商仲辛面容威严,闻言斜睨了她一眼,不咸不淡地反问:“谁是你爹?”
颜念微快速回答:“你,你是我爹。”
“原来你还记得我是你爹啊!回来了这么久,也没见你来给你爹问个安什么的,你要是不叫这声爹,我还以为打哪儿来的臭丫头呢!”
颜念微心虚地摸了摸鼻子,讪讪道:“这不是来了嘛,我还给您老带了些沧澜关的羊肉干呢!”
商仲辛瞥了她空空的两手一眼,问:“在哪儿?”
“在……”能在哪儿啊,她压根没带。
颜念微咬了咬唇,转了个身看向盯着她睁眼说瞎话的许不倦身上,一个劲儿地使眼色问:“羊肉干呢?你刚不是还提着吗?”
许不倦低头,瞅了眼比她还空的两手,干巴巴的扯了扯嘴角,疼得嘶了一声,然后侧目看向了商府管家。
一旁笑眯着眼看热闹的管家一愣,也下意识低头看了看自己的双手,什么都没有。
呼,好险。
差点就以为羊肉干在他手里呢!
管家继续眯笑着眼,知道自家大人是逗孩子玩的,哪能真要什么羊肉干,赶忙帮着打圆场道:“听闻小姐的嫂嫂开了家食楼,那羊肉干许是落在楼里了,老奴这就命人去取来。”

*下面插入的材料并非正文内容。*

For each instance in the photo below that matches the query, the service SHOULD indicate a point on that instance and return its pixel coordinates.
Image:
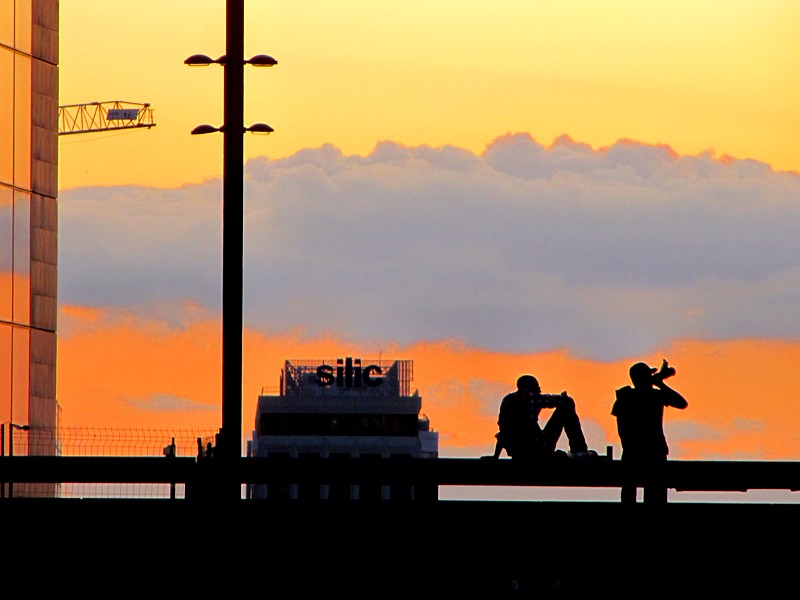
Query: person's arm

语罢,他转身出了厅堂,低声吩咐个家丁去天下客买份羊膳汤来。
颜念微见福伯给自己解了围,赶紧将话题又扯回鹰身上:“辛爹,您看那鹰……”
她话还没说完,商仲辛突然抬手打住,问道:“把你刚刚问的那话,什么闲着那句,重新再说一遍。”
颜念微不明所以,但还是照做地重新问道:“辛爹,你那鹰闲着没,要是闲着,借我用两天。”
商仲辛等的就是这句,想都没想便拒绝道:“不闲!”
说完,他悠闲地呷了口茶。
转而又道:“但借嘛,也不是不可以。乖女啊,你也知道的,你辛爹虽然兼管着国库开支,但这兜里啊,向来两袖清风,而且你要借的鹰,那可不是普通的鹰,那是你辛爹一把屎一把尿喂大的你鹰哥,你借它,咱们是不是得亲父女明算账啊?”
屁的亲父女明算账,许是听到过太多回了,一听到这话,颜念微面容都扭曲了。
她就知道会这样。
这贼老头又盯上她辛苦攒的小金库了。
都怪许不倦这个没用的家伙,要不是他突然跑来暴露了她,她早就摸到后院偷鹰去了。
想到此,颜念微咬紧了牙问:“我借三天,多少银子?”
一听这话,商仲辛脸上威严瞬间敛去,整个人都变得和蔼可亲了。
他笑呵呵道:“啊哟一家人,提银子多见外啊,你可是我的宝贝大闺女,我哪能真讹……敲你竹杠,你放心,爹就意思意思收点。”
说完,别在腰间的金算盘已经摸出来了。
没忍住,颜念微嘴角使劲抽搐了两下。
他要不要找块镜子,照照自己此刻的市侩模样,扒拉算盘珠子的手指头,快得都只能看到个残影了,还让人家放心。
最不放心的就是他了。
随着商仲辛每扒一个数,颜念微的表情便狰狞一分。